A brutal, but brisk, recession is the prospect projected by the Bank of England in its latest quarterly “inflation Report” yesterday, coupled with a warning that the lack of historical parallels makes such predictions highly uncertain.

Asked whether the official Bank Rate might fall below the previous nadir of two per cent, the Bank’s governor, Mervyn King, refused to rule out the possibility that it could fall to zero, as in Japan in the early 2000s.

“We are certainly prepared to cut Bank Rate again if that proves necessary,” he said.

He went on to suggest that the cost of living as measured by familiar Retail Prices Index will very likely be falling in 2009.

“It is very likely that the RPI will go into negative territory next year,” Mr King said. This was because interest rate cuts would feed through to mortgage interest, which features in the RPI, but not in the Consumer Prices Index, the benchmark for the Bank’s two per cent inflation target.
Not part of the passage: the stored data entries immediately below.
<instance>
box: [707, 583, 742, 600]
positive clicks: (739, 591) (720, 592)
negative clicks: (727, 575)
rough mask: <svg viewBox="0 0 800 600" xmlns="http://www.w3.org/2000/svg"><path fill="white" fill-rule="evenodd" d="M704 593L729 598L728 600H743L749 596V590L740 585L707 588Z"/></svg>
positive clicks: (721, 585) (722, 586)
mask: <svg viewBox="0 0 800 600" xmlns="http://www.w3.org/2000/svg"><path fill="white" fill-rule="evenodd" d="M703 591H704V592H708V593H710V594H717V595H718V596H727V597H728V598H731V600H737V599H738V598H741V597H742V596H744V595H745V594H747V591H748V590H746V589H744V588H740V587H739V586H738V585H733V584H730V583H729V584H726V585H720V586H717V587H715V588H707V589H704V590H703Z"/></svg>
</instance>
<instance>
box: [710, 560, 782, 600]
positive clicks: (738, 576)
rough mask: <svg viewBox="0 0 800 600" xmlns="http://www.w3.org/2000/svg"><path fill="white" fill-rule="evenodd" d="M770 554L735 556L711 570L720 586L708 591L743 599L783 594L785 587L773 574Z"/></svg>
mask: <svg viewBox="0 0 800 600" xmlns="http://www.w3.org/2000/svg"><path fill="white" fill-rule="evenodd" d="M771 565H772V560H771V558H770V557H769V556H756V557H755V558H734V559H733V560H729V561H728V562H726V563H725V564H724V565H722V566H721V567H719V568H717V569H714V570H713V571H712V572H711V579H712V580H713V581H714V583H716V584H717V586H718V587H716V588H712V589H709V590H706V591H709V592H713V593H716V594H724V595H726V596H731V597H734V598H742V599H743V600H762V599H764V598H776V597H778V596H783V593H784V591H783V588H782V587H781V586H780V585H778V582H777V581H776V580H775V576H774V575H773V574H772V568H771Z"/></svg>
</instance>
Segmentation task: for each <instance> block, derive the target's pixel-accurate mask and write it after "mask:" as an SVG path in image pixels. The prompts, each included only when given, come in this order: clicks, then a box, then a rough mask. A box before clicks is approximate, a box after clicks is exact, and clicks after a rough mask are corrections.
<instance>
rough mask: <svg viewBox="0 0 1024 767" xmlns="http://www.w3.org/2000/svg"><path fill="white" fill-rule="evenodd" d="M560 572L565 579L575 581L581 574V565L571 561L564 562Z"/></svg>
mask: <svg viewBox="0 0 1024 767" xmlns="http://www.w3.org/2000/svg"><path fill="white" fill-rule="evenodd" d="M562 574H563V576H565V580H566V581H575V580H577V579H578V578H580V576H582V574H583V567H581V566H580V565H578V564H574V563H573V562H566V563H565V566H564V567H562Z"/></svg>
The Bank expects the CPI to fall so sharply from its peak of 5.2 per cent in September that it slides below the target around the middle of next year, then go on falling to a little under one per cent.

The Bank’s central projection for growth shows the British economy in a year-on-year decline of some two per cent by next spring before picking up sharply until it is all square this time next year.

Something approaching a boom could then develop, carrying growth back above its long-term trend of 2.5 per cent by early 2011.

Mr King presented these projections with emphatic health warnings, pointing out that the banking crisis following the collapse of Lehman Brothers was the most serious since the outbreak of the First World War in 1914.

They also allowed nothing for the tax cuts and boost to public spending in the Government’s “fiscal stimulus” expected in Chancellor Alistair Darling’s Pre-Budget statement set for November 24. “As a result, the fan charts (illustrating the Bank’s projections for growth and inflation) exaggerate the extent to which the (monetary policy) committee believes output will decline and inflation will fall below target in the medium term,” Mr King said. He also held out the prospect of a rapid recovery as actions by central banks and governments round the world take effect.

“We are moving into very difficult times and people should be concerned we are moving into those difficult times, but that is not to say we won’t come through it,” he said.

Mr King accepted that it was “perfectly OK” in the present circumstances for the Government to breach the fiscal rules imposed by Gordon Brown in his early days as Chancellor – provided that the boost was temporary and presented with a medium-term plan to restore the public finances.

David Kern, chief economic adviser to the British Chambers of Commerce, noted “a distinct possibility that we will face temporary deflation”.

He added “It is important that the MPC perseveres with interest rate cuts over the next few months. We expect rates to come down to two per cent in 2009, and there is a strong case for reducing rates further to 1.5 per cent or even one per cent in the middle of 2009.”